Almost all of Europe’s problems are long-term and intractable. This is also the case when it comes to the European Union’s lack of deep capital markets, which leaves firms reliant on bank financing. As well as inhibiting the growth of existing firms, it also makes it more difficult for new, innovative ones to grow in the first place. Bank financing favours incumbents with collateral, which start-ups and scale-ups often do not have.
This is something the European Commission has at least recognised. This week it has unveiled an ambitious package of reforms to simplify the continent’s financial markets. But will this actually work? The plan seeks to help market participants operate more seamlessly across member states, in the hope this will reduce the cost of cross-border transactions, as well as transferring numerous competences to the European Securities and Markets Authority. Under the Commission’s proposal, ESMA will also take over supervising the EU’s crypto-asset service providers.
These proposals are, in some respects, likely to be controversial enough in and of themselves. National regulators and their governments have often been reluctant to send powers over to European-level regulators, including ESMA. This is likely to be much different this time around, given the increased urgency of the continent’s economic stagnation.
But even then, regulatory barriers are far from the most significant reasons for the EU lagging behind on capital markets. One issue which has received very little attention but is more significant is pensions. Jacob Kirkegaard has pointed out that Americans collectively invested about 140% of their GDP via private pensions vehicles in 2023. Brussels lags way behind the US on market capitalisation. Last year, the market capitalisation of EU stock exchanges was 73% of GDP, compared with 270% in the US.
Only a small number of European countries, including the Netherlands, do something similar. It’s no coincidence that the Netherlands also has some of the EU’s deepest capital markets, and with it one of the union’s most prosperous and innovative economies. But the Dutch collectively invest almost as much via private pension funds as the rest of the euro area put together.
Then there is the lack of a single safe asset, another clear deficiency compared to the US. While treasuries sit at the base of the American capital market pyramid, there is nothing similar for the euro.

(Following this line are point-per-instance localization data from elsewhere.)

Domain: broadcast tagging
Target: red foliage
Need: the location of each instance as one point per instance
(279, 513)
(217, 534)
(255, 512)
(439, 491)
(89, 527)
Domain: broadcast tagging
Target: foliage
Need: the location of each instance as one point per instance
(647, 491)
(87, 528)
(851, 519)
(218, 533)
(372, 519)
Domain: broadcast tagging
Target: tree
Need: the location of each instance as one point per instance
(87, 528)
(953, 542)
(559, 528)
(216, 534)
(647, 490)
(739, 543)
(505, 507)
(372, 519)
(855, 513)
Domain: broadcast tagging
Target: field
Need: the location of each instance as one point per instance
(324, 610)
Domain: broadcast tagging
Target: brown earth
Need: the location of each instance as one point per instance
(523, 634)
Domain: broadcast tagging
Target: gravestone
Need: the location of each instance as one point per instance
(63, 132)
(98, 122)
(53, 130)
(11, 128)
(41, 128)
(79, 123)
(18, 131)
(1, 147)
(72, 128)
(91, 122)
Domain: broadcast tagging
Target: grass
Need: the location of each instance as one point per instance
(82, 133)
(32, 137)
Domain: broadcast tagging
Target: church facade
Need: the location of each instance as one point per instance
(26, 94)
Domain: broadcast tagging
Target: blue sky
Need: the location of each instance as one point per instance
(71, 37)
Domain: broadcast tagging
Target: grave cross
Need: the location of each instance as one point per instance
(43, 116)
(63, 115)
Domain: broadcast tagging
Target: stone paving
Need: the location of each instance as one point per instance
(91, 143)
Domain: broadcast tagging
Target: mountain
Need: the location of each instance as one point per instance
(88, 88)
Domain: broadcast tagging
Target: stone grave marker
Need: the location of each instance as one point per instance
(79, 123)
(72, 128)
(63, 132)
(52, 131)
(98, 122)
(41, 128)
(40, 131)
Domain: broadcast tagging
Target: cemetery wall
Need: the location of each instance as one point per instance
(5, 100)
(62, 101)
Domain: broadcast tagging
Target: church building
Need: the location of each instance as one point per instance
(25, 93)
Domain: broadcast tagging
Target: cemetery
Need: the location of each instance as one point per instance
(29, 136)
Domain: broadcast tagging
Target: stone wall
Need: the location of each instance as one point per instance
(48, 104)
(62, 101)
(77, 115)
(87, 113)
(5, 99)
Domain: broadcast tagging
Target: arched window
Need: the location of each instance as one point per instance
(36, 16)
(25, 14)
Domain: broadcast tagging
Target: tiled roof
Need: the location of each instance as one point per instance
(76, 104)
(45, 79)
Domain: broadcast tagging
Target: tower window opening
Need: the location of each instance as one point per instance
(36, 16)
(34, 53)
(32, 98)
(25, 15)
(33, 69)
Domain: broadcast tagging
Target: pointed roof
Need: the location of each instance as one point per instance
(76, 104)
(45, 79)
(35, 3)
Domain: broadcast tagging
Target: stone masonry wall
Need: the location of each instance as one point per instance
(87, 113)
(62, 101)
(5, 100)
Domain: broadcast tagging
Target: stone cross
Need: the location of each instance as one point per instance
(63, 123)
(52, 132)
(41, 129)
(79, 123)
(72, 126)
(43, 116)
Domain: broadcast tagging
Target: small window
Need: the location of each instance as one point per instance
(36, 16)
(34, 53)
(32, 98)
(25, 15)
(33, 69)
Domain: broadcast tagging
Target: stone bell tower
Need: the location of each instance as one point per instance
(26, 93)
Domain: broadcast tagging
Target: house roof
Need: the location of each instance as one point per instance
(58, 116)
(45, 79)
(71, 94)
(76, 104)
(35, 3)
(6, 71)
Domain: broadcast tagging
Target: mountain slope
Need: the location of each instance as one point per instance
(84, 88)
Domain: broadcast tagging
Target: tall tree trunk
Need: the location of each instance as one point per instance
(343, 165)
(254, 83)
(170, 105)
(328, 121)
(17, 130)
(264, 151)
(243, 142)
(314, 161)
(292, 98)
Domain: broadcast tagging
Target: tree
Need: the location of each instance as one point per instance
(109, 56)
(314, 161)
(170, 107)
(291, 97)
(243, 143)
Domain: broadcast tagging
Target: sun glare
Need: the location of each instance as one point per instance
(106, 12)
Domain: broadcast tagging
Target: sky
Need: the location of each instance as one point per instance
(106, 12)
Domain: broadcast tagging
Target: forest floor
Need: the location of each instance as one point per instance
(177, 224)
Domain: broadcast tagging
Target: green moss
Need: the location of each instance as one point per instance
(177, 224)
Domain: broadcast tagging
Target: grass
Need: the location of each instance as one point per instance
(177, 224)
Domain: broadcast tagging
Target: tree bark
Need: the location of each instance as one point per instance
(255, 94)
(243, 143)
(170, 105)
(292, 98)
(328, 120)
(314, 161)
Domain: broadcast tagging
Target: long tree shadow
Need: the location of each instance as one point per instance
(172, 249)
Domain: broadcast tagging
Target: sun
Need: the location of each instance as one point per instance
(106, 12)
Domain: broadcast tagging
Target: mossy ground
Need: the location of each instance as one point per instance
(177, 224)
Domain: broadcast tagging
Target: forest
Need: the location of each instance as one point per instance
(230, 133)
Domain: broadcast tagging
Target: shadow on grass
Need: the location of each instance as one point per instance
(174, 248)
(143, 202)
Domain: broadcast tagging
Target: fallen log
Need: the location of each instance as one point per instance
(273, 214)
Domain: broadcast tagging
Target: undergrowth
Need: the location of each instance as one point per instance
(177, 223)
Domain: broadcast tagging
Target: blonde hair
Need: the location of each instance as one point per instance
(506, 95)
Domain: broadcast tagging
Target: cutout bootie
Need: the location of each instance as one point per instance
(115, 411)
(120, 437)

Meanwhile in Britain, the Office for Budget Responsibility (OBR) downgraded the country’s predicted productivity, meaning that the economy is expected to grow at a measly 1.5% per year over the next five years. Deputy Prime Minister David Lammy has now even gone so far as to call for the UK to rejoin the customs union with the EU.
None of these issues — in the EU or Britain — will be resolved anytime soon. Comprehensive and genuine pension reform, much less a fiscal union, has already been put in the category of politically impossible. Instead, Europe has to deal with a Potemkin capital market while Britain plods along.